Since the past year (2020), after all of the changes and adaptations that we have had to make, I have personally heard a lot of people speak about how they wish that they were in a profession with more purpose. Or how they would like to create change and not feel so tapped out doing what they are doing, which is usually exactly what they don't want to do.
I see you. I know how hard it is to want to leave something but be so afraid of what that will actually look like and seeing how significantly things fail because people jump too quickly.
Throughout my career, I was incredibly lucky to know how to recognize "How Long I've Been Leaving" and to act on it. It never happened the exact day I wanted it to but I was always strategic about planning and continuing to lean into the fear of the unknown. I also had a good amount of help along the way.
Here's an idea:
I want you to sit down and think of everything you have accomplished. That’s your past.
Then I want you to think about everything you want more and less of. There's your present.
Then I want you to look forward into your own future (future-think) and talk to yourself five years from now.
Ask them if they're happy.
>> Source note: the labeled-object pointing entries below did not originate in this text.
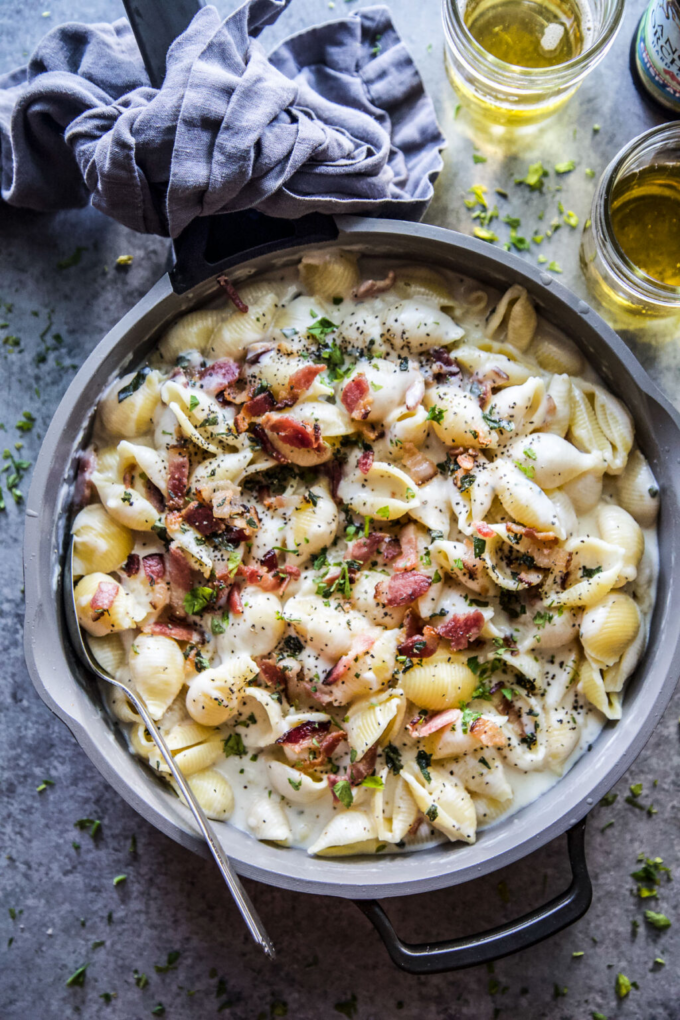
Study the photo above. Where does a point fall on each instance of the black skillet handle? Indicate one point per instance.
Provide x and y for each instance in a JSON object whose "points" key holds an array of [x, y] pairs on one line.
{"points": [[432, 958], [213, 244]]}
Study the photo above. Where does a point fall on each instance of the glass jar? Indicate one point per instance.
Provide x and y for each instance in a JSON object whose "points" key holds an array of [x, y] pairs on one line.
{"points": [[613, 277], [513, 95]]}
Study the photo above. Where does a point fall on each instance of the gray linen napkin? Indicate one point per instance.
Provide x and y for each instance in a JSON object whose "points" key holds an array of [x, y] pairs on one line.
{"points": [[335, 119]]}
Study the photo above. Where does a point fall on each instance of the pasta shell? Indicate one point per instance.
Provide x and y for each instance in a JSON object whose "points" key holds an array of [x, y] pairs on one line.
{"points": [[422, 282], [101, 543], [385, 493], [212, 792], [413, 326], [122, 613], [213, 695], [394, 808], [619, 528], [348, 832], [108, 651], [608, 629], [374, 719], [557, 354], [267, 820], [524, 500], [329, 274], [553, 461], [517, 308], [584, 428], [157, 667], [234, 334], [445, 800], [191, 333], [133, 415], [296, 785], [313, 524], [592, 687], [637, 491], [438, 685], [559, 392], [463, 422]]}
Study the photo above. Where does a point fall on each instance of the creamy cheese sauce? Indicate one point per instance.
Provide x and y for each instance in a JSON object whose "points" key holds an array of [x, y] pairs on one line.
{"points": [[378, 603]]}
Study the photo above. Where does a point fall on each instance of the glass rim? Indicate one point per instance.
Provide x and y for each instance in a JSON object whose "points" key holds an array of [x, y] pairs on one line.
{"points": [[604, 195], [570, 69]]}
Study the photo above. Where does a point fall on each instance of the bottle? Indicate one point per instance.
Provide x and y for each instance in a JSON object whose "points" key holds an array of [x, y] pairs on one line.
{"points": [[657, 53]]}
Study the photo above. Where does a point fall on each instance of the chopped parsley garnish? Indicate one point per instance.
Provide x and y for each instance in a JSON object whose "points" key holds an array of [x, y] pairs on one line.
{"points": [[423, 761], [343, 792], [233, 745], [197, 600], [435, 414]]}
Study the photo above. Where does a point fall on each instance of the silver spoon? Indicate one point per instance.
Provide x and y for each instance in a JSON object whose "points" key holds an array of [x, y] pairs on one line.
{"points": [[243, 901]]}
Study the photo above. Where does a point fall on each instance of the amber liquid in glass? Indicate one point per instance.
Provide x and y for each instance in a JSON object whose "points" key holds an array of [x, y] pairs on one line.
{"points": [[644, 210], [527, 33]]}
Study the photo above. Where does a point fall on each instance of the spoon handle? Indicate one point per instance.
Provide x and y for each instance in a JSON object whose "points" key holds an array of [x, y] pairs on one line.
{"points": [[243, 901]]}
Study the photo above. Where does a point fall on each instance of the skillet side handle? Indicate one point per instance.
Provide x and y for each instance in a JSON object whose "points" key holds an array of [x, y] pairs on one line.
{"points": [[156, 24], [213, 244], [457, 954]]}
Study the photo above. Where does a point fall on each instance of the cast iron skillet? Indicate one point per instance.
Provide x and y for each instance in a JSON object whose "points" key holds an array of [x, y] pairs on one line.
{"points": [[211, 246]]}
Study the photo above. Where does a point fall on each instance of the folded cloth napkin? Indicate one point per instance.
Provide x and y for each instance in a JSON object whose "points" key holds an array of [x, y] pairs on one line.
{"points": [[335, 119]]}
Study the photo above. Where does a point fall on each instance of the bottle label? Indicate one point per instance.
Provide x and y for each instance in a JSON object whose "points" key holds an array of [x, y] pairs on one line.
{"points": [[658, 52]]}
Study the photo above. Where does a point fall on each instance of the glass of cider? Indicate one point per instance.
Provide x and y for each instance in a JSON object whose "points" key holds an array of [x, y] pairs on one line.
{"points": [[630, 249], [518, 61]]}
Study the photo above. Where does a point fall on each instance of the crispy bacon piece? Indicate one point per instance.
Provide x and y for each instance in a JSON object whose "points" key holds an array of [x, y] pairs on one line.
{"points": [[180, 577], [267, 446], [365, 462], [258, 576], [488, 733], [256, 407], [202, 518], [420, 646], [361, 644], [420, 467], [462, 628], [363, 549], [154, 567], [218, 376], [132, 565], [299, 435], [371, 288], [154, 495], [232, 293], [271, 672], [402, 589], [86, 468], [176, 629], [104, 597], [356, 397], [313, 736], [234, 602], [177, 477], [408, 558], [435, 722]]}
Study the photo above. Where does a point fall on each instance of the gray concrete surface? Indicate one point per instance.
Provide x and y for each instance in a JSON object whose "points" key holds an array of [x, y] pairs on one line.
{"points": [[59, 908]]}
Tell me what fulfillment looks like to you five years from now, within reason.
Because Lord knows I am not going to stop buying scratch tickets and Powerball tickets but there is a good chance that even if I win, I will show up at work the next day.
Why? Because I LOVE what I do now. I am exactly in the right spot that I didn't even know I was going to be in. I quit wondering what I will put on my resume next. I quit questioning how resourceful and skilled I am at doing what I am doing. I quit putting limits on myself. I built a practice and now I'm here to coach you into building your own empire that you wouldn't leave even if you won the lottery.
We need to quit staying in jobs that we don't love, that don't fulfill us, that drain us from doing and being who we want to be.
If you can future-think far enough to know that at some point you will not have time left, what would you regret the most? Would you be happy you stayed doing the same thing?
Change is hard. It takes so much effort and so much support from YOURSELF to really make positive and sustainable change.
But settling isn't going to make it any easier.